The EU had made the eradication of “selective justice” a pre-requisite for signing the agreement on 28 November in Vilnius, capital of Lithuania, which currently holds the EU Presidency. It is expected that the Ukrainian authorities will allow Yuliya Tymoshenko, the imprisoned former prime minister and leader of the opposition party All-Ukrainian Union “Fatherland”, to travel to Germany for treatment for a back injury.
Tymoshenko is serving a seven-year sentence for exceeding her official powers by signing a gas deal with Russia at an unfavourable price.
“The case of Yuliya Tymoshenko highlights the lack of fair trials and poor prison conditions in Ukraine, but the political significance of her case should not be allowed to overshadow the systemic problems that deprive thousands of Ukrainians of their rights every day,” said Heather McGill.
“Every year thousands of Ukrainians are beaten by the police to extract confessions for crimes that they may not have committed, only to be sent to prison after unfair trails. In the absence of an effective police complaints mechanism, their complaints are frequently ignored.”
“The eradication of torture and other ill-treatment requires legislative changes as well as systemic reforms to the criminal justice system. The Ukrainian government has taken important steps, but until each and every allegation of torture is promptly, effectively and independently investigated, and the perpetrators are brought to justice, torturers will continue to act with impunity.”

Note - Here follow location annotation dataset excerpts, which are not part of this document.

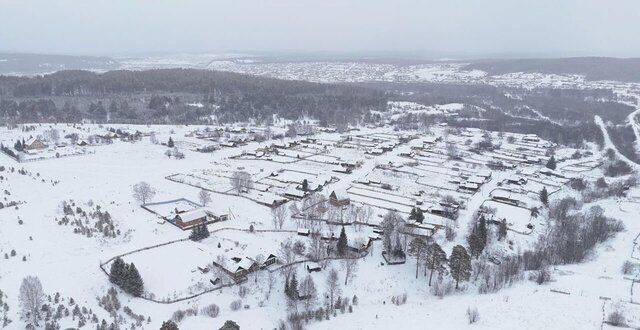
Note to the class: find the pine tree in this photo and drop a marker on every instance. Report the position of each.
(474, 242)
(418, 248)
(293, 287)
(460, 264)
(436, 257)
(117, 271)
(551, 163)
(419, 215)
(134, 281)
(544, 196)
(342, 243)
(169, 325)
(287, 290)
(502, 229)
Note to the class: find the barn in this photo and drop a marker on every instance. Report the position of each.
(188, 219)
(35, 144)
(339, 197)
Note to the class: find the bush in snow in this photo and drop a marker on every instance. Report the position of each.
(472, 315)
(236, 305)
(617, 319)
(211, 311)
(629, 267)
(442, 287)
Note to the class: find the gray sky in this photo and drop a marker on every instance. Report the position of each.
(547, 27)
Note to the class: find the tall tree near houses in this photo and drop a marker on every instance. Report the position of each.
(418, 248)
(544, 196)
(294, 294)
(551, 163)
(435, 258)
(205, 197)
(308, 292)
(134, 280)
(31, 298)
(117, 271)
(460, 264)
(342, 244)
(502, 229)
(333, 287)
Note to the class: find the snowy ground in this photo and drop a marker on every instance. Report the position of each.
(69, 263)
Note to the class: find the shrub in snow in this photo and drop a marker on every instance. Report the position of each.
(178, 316)
(540, 276)
(211, 311)
(442, 287)
(617, 319)
(629, 267)
(472, 315)
(236, 305)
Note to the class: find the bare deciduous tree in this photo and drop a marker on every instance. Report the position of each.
(143, 192)
(31, 298)
(205, 197)
(350, 266)
(280, 215)
(333, 287)
(308, 292)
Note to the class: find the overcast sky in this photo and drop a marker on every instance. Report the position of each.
(476, 27)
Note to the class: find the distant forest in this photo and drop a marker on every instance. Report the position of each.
(594, 68)
(178, 96)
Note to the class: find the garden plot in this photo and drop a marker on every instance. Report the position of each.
(379, 195)
(171, 271)
(517, 217)
(380, 204)
(213, 183)
(167, 209)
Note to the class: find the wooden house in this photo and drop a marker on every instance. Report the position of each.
(339, 197)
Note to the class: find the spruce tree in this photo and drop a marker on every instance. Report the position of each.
(117, 272)
(544, 196)
(551, 163)
(436, 257)
(419, 215)
(502, 229)
(169, 325)
(293, 287)
(342, 243)
(134, 281)
(460, 264)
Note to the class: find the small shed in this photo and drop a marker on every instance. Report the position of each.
(339, 197)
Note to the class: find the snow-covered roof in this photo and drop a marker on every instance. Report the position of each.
(244, 263)
(341, 194)
(193, 215)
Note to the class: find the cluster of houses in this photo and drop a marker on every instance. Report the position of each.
(184, 213)
(473, 183)
(240, 266)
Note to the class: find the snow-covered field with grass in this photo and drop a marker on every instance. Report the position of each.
(414, 170)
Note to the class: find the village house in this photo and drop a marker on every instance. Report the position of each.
(35, 143)
(518, 180)
(339, 197)
(504, 196)
(313, 267)
(189, 219)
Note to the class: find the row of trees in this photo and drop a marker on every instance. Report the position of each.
(127, 277)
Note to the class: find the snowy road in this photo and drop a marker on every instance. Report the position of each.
(609, 144)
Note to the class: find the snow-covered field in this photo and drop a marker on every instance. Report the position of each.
(413, 172)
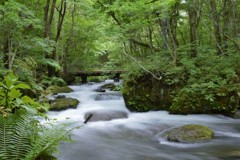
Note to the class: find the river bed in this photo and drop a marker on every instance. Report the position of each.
(138, 137)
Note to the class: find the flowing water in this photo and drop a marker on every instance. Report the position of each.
(138, 137)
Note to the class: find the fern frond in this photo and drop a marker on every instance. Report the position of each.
(14, 135)
(48, 141)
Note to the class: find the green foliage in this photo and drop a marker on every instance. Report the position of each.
(212, 87)
(208, 83)
(58, 81)
(23, 138)
(21, 135)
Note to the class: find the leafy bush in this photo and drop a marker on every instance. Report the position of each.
(208, 83)
(22, 136)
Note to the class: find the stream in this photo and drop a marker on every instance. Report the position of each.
(138, 137)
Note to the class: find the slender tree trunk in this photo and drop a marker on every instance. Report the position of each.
(226, 23)
(65, 67)
(194, 14)
(216, 24)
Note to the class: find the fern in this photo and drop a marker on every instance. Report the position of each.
(15, 131)
(23, 138)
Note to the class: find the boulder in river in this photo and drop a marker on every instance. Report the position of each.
(107, 96)
(104, 115)
(63, 103)
(52, 90)
(189, 134)
(237, 115)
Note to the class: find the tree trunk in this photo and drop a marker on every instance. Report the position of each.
(68, 42)
(194, 14)
(216, 24)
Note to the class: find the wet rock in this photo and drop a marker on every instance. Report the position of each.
(109, 86)
(100, 90)
(237, 115)
(108, 96)
(46, 157)
(52, 90)
(189, 134)
(105, 115)
(63, 103)
(60, 96)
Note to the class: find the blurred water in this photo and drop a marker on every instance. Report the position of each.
(138, 137)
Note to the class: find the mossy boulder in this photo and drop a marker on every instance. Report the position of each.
(144, 93)
(63, 103)
(237, 115)
(105, 115)
(56, 89)
(189, 134)
(46, 157)
(109, 86)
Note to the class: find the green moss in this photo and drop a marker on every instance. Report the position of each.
(189, 134)
(56, 89)
(110, 86)
(143, 93)
(64, 103)
(46, 157)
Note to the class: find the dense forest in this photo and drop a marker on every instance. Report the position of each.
(177, 55)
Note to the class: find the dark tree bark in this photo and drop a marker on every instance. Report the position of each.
(216, 24)
(194, 14)
(65, 67)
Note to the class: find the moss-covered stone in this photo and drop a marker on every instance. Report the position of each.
(63, 103)
(46, 157)
(189, 134)
(237, 115)
(143, 93)
(109, 86)
(56, 89)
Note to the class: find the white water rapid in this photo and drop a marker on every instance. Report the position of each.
(138, 137)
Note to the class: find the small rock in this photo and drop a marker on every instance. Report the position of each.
(60, 96)
(63, 103)
(189, 134)
(105, 115)
(237, 115)
(100, 90)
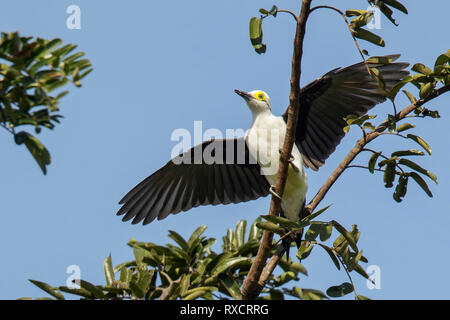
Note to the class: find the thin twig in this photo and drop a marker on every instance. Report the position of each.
(360, 145)
(251, 287)
(290, 12)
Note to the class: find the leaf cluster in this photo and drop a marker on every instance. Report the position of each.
(31, 71)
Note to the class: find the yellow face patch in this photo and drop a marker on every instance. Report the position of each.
(260, 95)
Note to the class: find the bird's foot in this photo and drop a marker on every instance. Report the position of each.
(272, 191)
(291, 161)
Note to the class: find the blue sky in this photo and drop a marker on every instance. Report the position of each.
(162, 65)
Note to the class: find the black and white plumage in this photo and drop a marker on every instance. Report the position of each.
(240, 172)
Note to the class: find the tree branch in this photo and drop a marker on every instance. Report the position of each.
(359, 147)
(251, 287)
(361, 144)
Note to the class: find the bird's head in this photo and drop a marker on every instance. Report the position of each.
(257, 100)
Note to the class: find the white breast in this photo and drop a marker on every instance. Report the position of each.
(264, 139)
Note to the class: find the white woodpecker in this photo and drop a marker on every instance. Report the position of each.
(243, 169)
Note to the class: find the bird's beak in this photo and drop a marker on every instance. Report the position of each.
(244, 95)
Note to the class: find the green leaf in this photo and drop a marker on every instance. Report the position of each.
(404, 127)
(255, 232)
(411, 98)
(196, 234)
(401, 188)
(326, 231)
(292, 266)
(272, 227)
(47, 288)
(389, 174)
(109, 271)
(379, 59)
(280, 220)
(274, 11)
(421, 142)
(304, 251)
(332, 255)
(230, 263)
(396, 88)
(421, 183)
(347, 235)
(354, 13)
(38, 151)
(373, 160)
(421, 68)
(315, 214)
(418, 168)
(426, 89)
(340, 290)
(231, 286)
(368, 36)
(255, 29)
(198, 292)
(397, 5)
(240, 232)
(403, 153)
(178, 239)
(96, 291)
(440, 63)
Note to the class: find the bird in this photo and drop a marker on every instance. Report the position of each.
(224, 171)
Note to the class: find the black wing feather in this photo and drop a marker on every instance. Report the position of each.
(326, 101)
(181, 186)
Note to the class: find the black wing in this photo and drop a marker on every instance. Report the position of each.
(339, 93)
(214, 172)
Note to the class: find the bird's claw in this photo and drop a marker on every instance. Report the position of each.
(272, 191)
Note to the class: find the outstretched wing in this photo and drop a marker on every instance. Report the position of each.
(339, 93)
(213, 172)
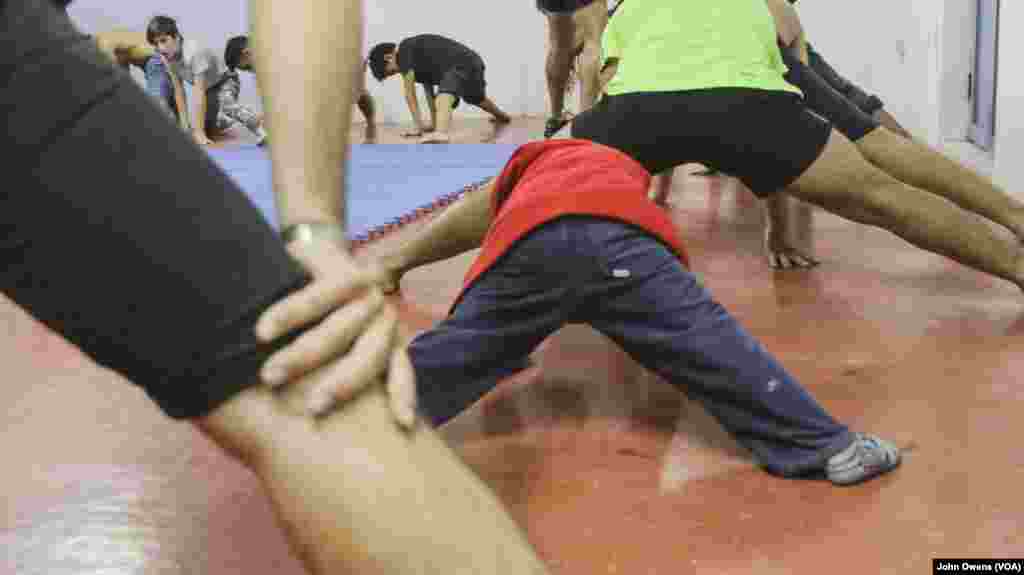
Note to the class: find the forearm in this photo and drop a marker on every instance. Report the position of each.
(308, 105)
(355, 494)
(607, 73)
(414, 105)
(460, 228)
(368, 107)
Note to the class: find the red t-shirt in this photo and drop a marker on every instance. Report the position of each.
(546, 180)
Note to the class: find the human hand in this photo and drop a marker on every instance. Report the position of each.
(202, 138)
(352, 344)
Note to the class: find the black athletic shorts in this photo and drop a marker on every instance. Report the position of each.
(561, 6)
(465, 82)
(765, 138)
(823, 99)
(121, 234)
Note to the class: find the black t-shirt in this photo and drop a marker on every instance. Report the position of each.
(429, 56)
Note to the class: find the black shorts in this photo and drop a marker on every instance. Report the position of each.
(822, 98)
(868, 103)
(122, 235)
(465, 82)
(561, 6)
(765, 138)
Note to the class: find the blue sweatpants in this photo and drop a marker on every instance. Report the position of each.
(630, 286)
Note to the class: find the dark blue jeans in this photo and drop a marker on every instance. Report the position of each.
(630, 286)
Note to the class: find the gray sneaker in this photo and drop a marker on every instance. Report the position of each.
(868, 456)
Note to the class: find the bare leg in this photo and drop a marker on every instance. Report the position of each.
(844, 183)
(561, 30)
(444, 103)
(354, 494)
(592, 19)
(367, 106)
(486, 104)
(778, 234)
(927, 169)
(890, 122)
(660, 187)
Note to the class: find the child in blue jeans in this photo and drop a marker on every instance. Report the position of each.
(214, 88)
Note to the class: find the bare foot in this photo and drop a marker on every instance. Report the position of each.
(783, 256)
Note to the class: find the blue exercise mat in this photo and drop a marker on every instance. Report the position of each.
(385, 181)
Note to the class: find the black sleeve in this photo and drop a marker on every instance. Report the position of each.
(121, 234)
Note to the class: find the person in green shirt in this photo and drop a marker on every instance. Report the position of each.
(721, 100)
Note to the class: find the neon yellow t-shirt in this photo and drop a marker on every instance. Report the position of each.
(670, 45)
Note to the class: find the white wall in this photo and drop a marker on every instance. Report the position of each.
(1009, 167)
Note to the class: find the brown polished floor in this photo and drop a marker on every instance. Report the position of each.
(609, 470)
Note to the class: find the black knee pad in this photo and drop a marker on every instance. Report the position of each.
(868, 103)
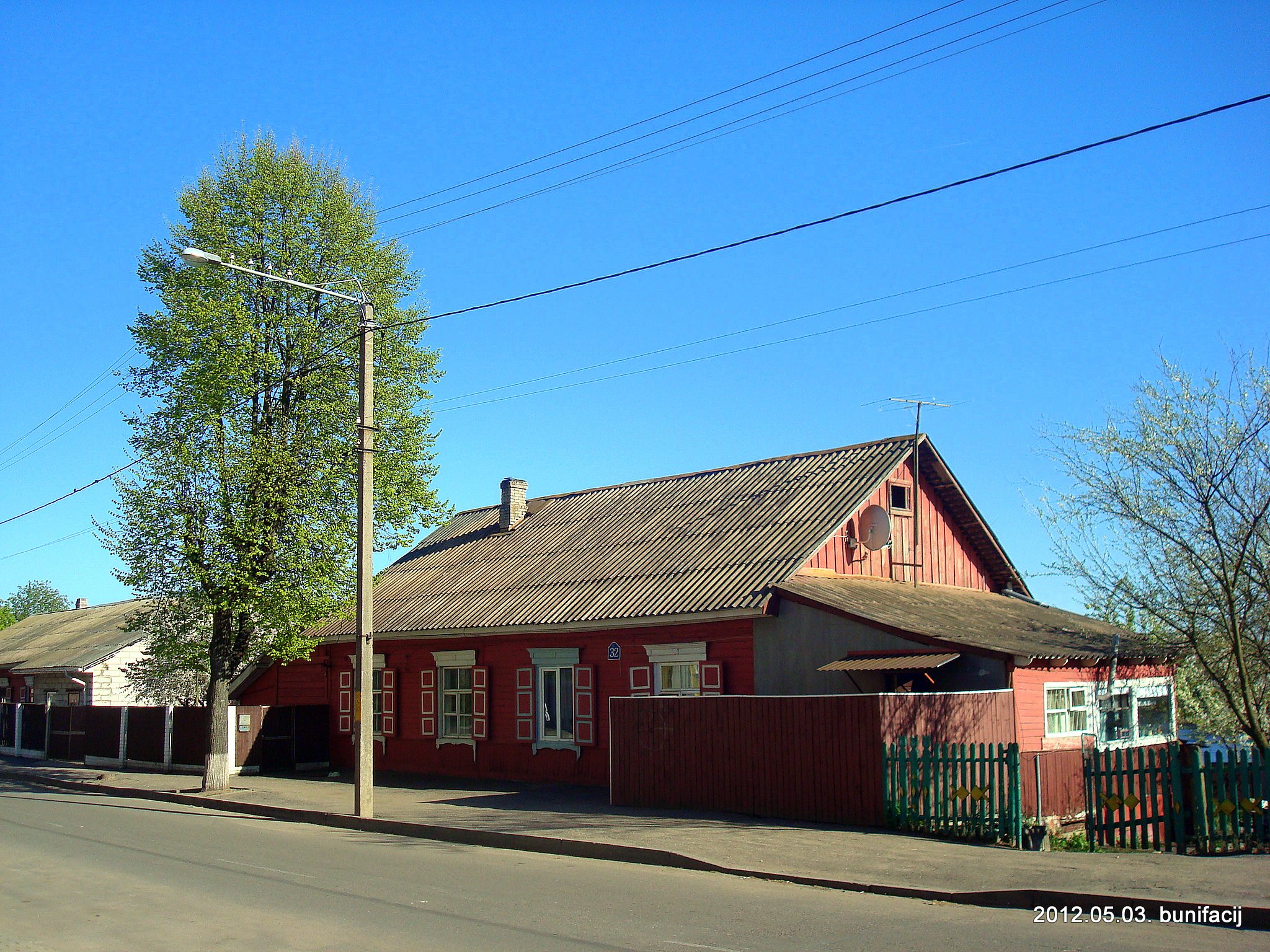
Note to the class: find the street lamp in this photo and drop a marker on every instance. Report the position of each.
(363, 735)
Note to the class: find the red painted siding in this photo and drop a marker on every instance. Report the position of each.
(1062, 782)
(500, 756)
(1029, 685)
(948, 558)
(797, 758)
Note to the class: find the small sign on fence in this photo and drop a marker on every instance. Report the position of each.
(1176, 798)
(967, 791)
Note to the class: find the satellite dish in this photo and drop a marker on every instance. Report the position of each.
(874, 528)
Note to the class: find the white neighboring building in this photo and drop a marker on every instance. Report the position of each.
(71, 658)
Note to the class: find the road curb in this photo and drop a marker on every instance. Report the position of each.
(1254, 917)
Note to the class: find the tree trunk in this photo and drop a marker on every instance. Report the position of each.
(216, 767)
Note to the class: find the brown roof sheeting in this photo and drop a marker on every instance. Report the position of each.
(680, 545)
(968, 617)
(888, 662)
(75, 639)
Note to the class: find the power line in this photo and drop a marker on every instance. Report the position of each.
(678, 108)
(738, 244)
(75, 421)
(43, 545)
(68, 495)
(711, 112)
(845, 307)
(854, 327)
(92, 384)
(849, 214)
(696, 140)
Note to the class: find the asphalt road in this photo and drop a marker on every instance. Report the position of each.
(89, 873)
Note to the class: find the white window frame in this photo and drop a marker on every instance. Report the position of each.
(658, 677)
(541, 728)
(545, 659)
(378, 701)
(1137, 690)
(458, 715)
(1148, 692)
(1088, 687)
(676, 653)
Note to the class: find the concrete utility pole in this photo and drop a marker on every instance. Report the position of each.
(363, 672)
(917, 480)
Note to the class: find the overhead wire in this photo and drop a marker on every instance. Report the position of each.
(115, 364)
(732, 127)
(854, 305)
(704, 115)
(671, 112)
(854, 327)
(850, 213)
(739, 243)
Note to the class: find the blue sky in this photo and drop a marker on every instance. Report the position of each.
(110, 108)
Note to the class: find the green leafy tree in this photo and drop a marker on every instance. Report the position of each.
(238, 523)
(1166, 528)
(35, 598)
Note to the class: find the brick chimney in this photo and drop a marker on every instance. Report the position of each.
(511, 507)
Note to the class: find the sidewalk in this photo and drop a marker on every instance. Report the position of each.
(848, 857)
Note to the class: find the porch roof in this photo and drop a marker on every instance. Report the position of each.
(949, 616)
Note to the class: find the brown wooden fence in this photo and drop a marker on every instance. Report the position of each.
(263, 738)
(1062, 782)
(797, 758)
(68, 733)
(102, 731)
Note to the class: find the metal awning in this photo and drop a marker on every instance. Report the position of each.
(889, 662)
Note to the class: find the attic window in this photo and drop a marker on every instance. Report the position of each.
(901, 498)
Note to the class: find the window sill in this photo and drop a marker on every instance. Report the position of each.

Amnesty International’s document, Ukraine and the EU: Time to put people first, outlines progress made so far and points out next steps.
The new Criminal Procedural Code that came into force in November 2012 stipulates that confessions made to police outside the court are no longer admissible in court and introduces limited jury trials for crimes that carry life imprisonment. Oleksandr Bondarenko was the first to benefit from this reform in October this year when a court of three jurors and two judges in the north-eastern town of Sumy acquitted him of the murder of two elderly women and released him immediately. The court rejected the prosecution’s case as it was based on a confession gained under torture However, the victim’s earlier complaint about the torture was rejected by the prosecutors, and no-one has yet been brought to justice.
But the new code failed to protect two 16-year-old boys in Ternopil, in western Ukraine, from suffering police abuse. Yaroslav Gizhovskiy was detained and beaten repeatedly by police officers for failing to present them with identification documents. A week later OleksandrKovtun was beaten by the same police officers as he returned home with his mother. An investigation is under way, but the police officers allegedly responsible for the beatings are still on active duty.
“These cases show the long road Ukraine has to go to ensure accountability for ill-treatment by police officers. It is imperative that the Ukrainian authorities set up an independent and effective mechanism to investigate promptly and adequately allegations of torture and other-ill-treatment in accordance with the European Court of Human Rights’ standards as soon as possible,” Heather McGill said.
“The new Criminal Procedural Code provides for a State Investigation Bureau to investigate crimes by officials, including law enforcement officers, so that perpetrators of torture are brought to justice, and victims are offered redress.”
“Any delay in setting up such a bureau is unacceptable – and may cost lives. The ongoing impunity for torture and other ill-treatment in Ukraine continues to erode trust in the country’s authorities – both within Ukraine itself and around the world.”